Of course, the data used in the MND can be given exactly the same Spaenhauer representation as in Figure 2. Then what happens when the data are tranformed into the form used in the MND? First, calculate the Hubble parameter log H for each galaxy, using an approximate TF relation. This shifts the tips of the Spaenhauer patterns to about the same vertical level in the log H-vs-log Vo diagram. Second, shift the kinematical distances (log Vo) of the p2 class by the factor 0.2(M2 - M1) = 0.2a(p2 - p1). This normalization puts the bias curve for p2 on top of the bias curve for p1, and the Spaenhauer patterns lie one over the other (Figure 2, lower panel). The individual unbiased parts of the patterns thus amalgamate together to form the common unbiased plateau. Refering to Figure 2, the MND means letting the upper Spaenhauer pattern glide down along the limiting magnitude line until it settles over the lower pattern.

In both methods, the TF relation M = a . p + b is derived from the unbiased data: in the TEC using the undistorted part of the Spaenhauer pattern and in the MND using the unbiased plateau in an iterative manner. A difference is that in the MND, the dispersion is generally assumed to be a constant for all p, whereas the TEC allows different s for different p classes. The same basic idea lies behind the two, with TEC leaving the p classes separated where their individual behavior is better inspected, whereas MND unites them into one ensemble, so that the collective and common bias behavior is more easily seen. With the large KLUN sample now available, it is also possible with MND to conveniently cut the sample into many subsamples according to type, inclination, etc, in order to investigate in detail their influence. In this manner, the inclination correction and the type dependence have been studied by Bottinelli et al (1995), Theureau et al (1996), respectively. An indication of the close relationship between the MND and TEC are the similar values of Ho that were derived from field samples by Theureau et al (1997), Sandage (1994b), of 55 ± 5 and 48 ± 5 km/s/Mpc.

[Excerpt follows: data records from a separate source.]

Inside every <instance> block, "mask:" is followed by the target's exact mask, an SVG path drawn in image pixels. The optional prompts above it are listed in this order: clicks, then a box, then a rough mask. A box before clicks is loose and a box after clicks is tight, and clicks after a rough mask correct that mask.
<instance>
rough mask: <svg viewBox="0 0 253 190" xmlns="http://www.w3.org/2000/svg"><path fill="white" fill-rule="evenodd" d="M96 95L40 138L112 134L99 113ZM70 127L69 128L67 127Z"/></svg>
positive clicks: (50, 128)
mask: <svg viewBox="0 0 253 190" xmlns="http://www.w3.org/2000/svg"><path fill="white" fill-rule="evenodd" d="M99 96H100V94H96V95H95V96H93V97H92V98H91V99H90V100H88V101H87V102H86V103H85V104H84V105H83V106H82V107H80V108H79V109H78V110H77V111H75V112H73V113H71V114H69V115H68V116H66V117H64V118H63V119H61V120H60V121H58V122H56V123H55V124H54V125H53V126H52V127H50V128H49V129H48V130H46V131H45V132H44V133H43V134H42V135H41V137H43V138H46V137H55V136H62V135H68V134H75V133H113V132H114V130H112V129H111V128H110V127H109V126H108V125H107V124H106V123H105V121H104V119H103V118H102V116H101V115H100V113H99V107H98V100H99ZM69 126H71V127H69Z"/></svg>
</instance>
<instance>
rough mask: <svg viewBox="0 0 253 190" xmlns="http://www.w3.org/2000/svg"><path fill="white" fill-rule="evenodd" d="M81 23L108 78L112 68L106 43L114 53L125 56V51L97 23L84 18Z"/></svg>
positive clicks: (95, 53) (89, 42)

Finally, it should be noted that MND does not depend on any assumption on the space density distribution, as sometimes has been suspected. An advantage of both MND and TEC is that they are relatively empirical in essence: A minimum of assumptions is needed. More analytical methods, though needed in some situations, rely on ideal mathematical functions and assumed behavior of the selection function (Staveley-Smith & Davies 1989, Willick 1994) that often are not met.

Sandage (1994a) subtitled his paper "The Hubble Constant Does Not Increase Outward." He emphasized that inspection of the Spaenhauer diagrams of Mcal vs log for samples with different limiting magnitudes and different TF parameter p values allows one to exclude any such significant systematic deviation from the linear Hubble law as repeatedly proposed by (cf Segal & Nicoll 1996) with the quadratic redshift-distance law of his chronogeometric cosmology. Especially, addition of information in the form of several standard candles breaks the vicious circle, which allows one to interpret the data either in terms of the linear Hubble law plus selection bias or the quadratic law plus little selection bias (meaning very small dispersion of the luminosity function). The same thing can be said of the method of normalized distances: One would not expect the constant plateau for H, built by galaxies of widely different p values and widely different redshifts, if Ho actually does not exist. The method is also the same as adding a fainter sample of the same type of indicator and testing if the bias properties of the extended sample moves toward fainter magnitudes by the difference in the magnitude limits of the two lists Sandage (1988b) (see Figure 1b).